From mboxrd@z Thu Jan  1 00:00:00 1970
From: malahal@us.ibm.com
Subject: Re: AIC94XX discovery timeout problem details...
Date: Tue, 19 Sep 2006 13:59:02 -0700
Message-ID: <20060919205902.GA4326@us.ibm.com>
References: <20060915072030.GA25595@us.ibm.com> <20060918073506.74938.qmail@web31807.mail.mud.yahoo.com>
Mime-Version: 1.0
Content-Type: text/plain; charset=us-ascii
Return-path: <linux-scsi-owner@vger.kernel.org>
Received: from e34.co.us.ibm.com ([32.97.110.152]:65454 "EHLO
	e34.co.us.ibm.com") by vger.kernel.org with ESMTP id S1752046AbWISU7F
	(ORCPT <rfc822;linux-scsi@vger.kernel.org>);
	Tue, 19 Sep 2006 16:59:05 -0400
Received: from westrelay02.boulder.ibm.com (westrelay02.boulder.ibm.com [9.17.195.11])
	by e34.co.us.ibm.com (8.13.8/8.12.11) with ESMTP id k8JKx40O020198
	for <linux-scsi@vger.kernel.org>; Tue, 19 Sep 2006 16:59:04 -0400
Received: from d03av03.boulder.ibm.com (d03av03.boulder.ibm.com [9.17.195.169])
	by westrelay02.boulder.ibm.com (8.13.6/8.13.6/NCO v8.1.1) with ESMTP id k8JKx4kH268036
	for <linux-scsi@vger.kernel.org>; Tue, 19 Sep 2006 14:59:04 -0600
Received: from d03av03.boulder.ibm.com (loopback [127.0.0.1])
	by d03av03.boulder.ibm.com (8.12.11.20060308/8.13.3) with ESMTP id k8JKx4TV027551
	for <linux-scsi@vger.kernel.org>; Tue, 19 Sep 2006 14:59:04 -0600
Content-Disposition: inline
In-Reply-To: <20060918073506.74938.qmail@web31807.mail.mud.yahoo.com>
Sender: linux-scsi-owner@vger.kernel.org
List-Id: linux-scsi@vger.kernel.org
To: Luben Tuikov <ltuikov@yahoo.com>
Cc: linux-scsi@vger.kernel.org

I am planning to process port/phy events in two phases.

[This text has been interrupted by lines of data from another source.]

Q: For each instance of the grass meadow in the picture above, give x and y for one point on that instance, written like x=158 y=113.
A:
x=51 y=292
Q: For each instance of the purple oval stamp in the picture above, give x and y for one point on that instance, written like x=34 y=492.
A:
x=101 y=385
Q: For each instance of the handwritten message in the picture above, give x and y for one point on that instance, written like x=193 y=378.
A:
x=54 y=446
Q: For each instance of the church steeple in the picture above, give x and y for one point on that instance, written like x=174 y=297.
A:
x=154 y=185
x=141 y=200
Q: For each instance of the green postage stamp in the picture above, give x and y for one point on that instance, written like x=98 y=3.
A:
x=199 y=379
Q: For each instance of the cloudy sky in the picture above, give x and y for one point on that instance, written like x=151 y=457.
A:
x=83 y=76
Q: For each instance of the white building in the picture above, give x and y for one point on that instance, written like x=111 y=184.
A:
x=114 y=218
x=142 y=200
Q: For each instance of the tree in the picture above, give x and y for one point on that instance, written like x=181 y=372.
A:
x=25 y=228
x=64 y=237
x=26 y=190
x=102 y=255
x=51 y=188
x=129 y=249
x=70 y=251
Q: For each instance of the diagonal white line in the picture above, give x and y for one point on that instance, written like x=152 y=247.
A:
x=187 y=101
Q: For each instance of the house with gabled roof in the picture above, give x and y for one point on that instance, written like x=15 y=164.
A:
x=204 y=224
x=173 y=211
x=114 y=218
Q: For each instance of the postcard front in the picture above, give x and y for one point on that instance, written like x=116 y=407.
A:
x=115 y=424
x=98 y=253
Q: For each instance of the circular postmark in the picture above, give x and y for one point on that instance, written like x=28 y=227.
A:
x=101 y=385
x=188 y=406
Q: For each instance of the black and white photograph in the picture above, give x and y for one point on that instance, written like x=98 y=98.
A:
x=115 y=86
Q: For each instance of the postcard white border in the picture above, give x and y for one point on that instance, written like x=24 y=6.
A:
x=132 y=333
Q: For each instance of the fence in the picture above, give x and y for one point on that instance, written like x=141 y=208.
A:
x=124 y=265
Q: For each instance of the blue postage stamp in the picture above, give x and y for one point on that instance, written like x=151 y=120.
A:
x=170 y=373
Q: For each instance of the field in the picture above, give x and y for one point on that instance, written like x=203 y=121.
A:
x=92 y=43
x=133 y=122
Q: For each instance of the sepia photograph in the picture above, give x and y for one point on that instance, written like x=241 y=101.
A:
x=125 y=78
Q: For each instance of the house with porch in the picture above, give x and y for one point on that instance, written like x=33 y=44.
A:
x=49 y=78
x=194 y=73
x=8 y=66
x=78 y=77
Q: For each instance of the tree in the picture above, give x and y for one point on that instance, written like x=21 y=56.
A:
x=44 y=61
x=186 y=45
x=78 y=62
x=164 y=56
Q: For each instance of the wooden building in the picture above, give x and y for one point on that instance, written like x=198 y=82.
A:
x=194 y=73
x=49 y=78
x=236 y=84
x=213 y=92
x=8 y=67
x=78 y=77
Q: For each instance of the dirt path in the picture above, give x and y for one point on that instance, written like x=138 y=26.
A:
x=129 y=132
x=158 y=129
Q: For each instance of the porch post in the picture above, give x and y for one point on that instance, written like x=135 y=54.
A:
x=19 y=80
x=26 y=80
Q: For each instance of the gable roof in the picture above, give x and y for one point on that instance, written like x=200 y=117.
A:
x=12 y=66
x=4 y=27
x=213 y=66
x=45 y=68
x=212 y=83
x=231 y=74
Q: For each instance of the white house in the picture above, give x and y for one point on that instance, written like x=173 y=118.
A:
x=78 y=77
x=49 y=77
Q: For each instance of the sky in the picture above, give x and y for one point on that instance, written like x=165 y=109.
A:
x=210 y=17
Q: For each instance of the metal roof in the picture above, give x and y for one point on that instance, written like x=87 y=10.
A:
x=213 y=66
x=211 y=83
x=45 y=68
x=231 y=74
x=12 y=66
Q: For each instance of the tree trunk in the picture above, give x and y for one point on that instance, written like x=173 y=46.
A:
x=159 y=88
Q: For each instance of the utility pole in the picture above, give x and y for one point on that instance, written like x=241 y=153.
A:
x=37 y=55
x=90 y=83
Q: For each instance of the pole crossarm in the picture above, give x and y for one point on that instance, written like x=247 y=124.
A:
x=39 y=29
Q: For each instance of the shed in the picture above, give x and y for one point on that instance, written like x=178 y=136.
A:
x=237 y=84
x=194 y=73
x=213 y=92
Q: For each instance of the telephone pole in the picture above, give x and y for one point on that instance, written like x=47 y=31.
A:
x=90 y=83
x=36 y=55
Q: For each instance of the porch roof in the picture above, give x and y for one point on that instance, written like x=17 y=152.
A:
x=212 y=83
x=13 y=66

Phase-I sets up
asd_sas_port, asd_sas_phy lists and calls the LLDD with a correct
phy_mask. Phase-II is done in the thread context by queuing to the scsi
work queue that involves setting up sysfs objects.  Still there would be
just one thread setting up/tearing down sysfs objects that should avoid
any races.

Would appreciate any suggestions or issues with this approach.

Thanks, Malahal.

Luben Tuikov [ltuikov@yahoo.com] wrote:
> --- malahal@us.ibm.com wrote:
> > I chased the time out problem and found that the PORTE_BYTES_DMAED port
> > event must be responded with a call to lldd_port_formed() which will
> > update PHY_IS_UP and port-links fields in DDB 0. As there is a single
> > thread handling PHY/port events as well as discovery, we really can't
> > handle PORTE_BYTES_DMAED event until the discovery is complete. This
> > results in SCSI commands timing out in the discovery thread no matter
> > what I do!  This problem may be unique to Vitesse expander, read the PS
> > section for details.
> > 
> > Tried using two threads, one for events and the other for discovery.
> 
> Malahal,
> 
> If you go back in the archives, and take a look at the SAS Stack
> as I submitted it last year, you'll notice that this is exactly how
> the code is: there is a separate event thread and a separate
> discovery thread.
> 
> That is, from inception, my code has always had two separate threads,
> one for events and one for discovery.
> 
> I wasn't aware that the code had been changed such that a single
> thread handles events and discovery.  This is a very naive approach,
> and a regression over the original code.
> 
> > That avoided the timeout problems, but the discovery thread would die
> > after few iterations due to the event thread and the discovery thread
> > racing each other for setting up and tearing down of sysfs objects.
> 
> Indeed, the situation presented in such circumstances is tricky.
> These "races" have been dealt with in my (original) code.  Currently,
> I don't experience any problems with my SAS Stack, as I maintain it.
> 
> If any of my original comments are still left in the code or the README
> files, that would give you a hint of how such "races" are handled.
> 
> > I tried calling lldd_port_formed() with appropriate phy_mask from the
> > notify_port_event() itself. That worked fine. It is just a hack for now!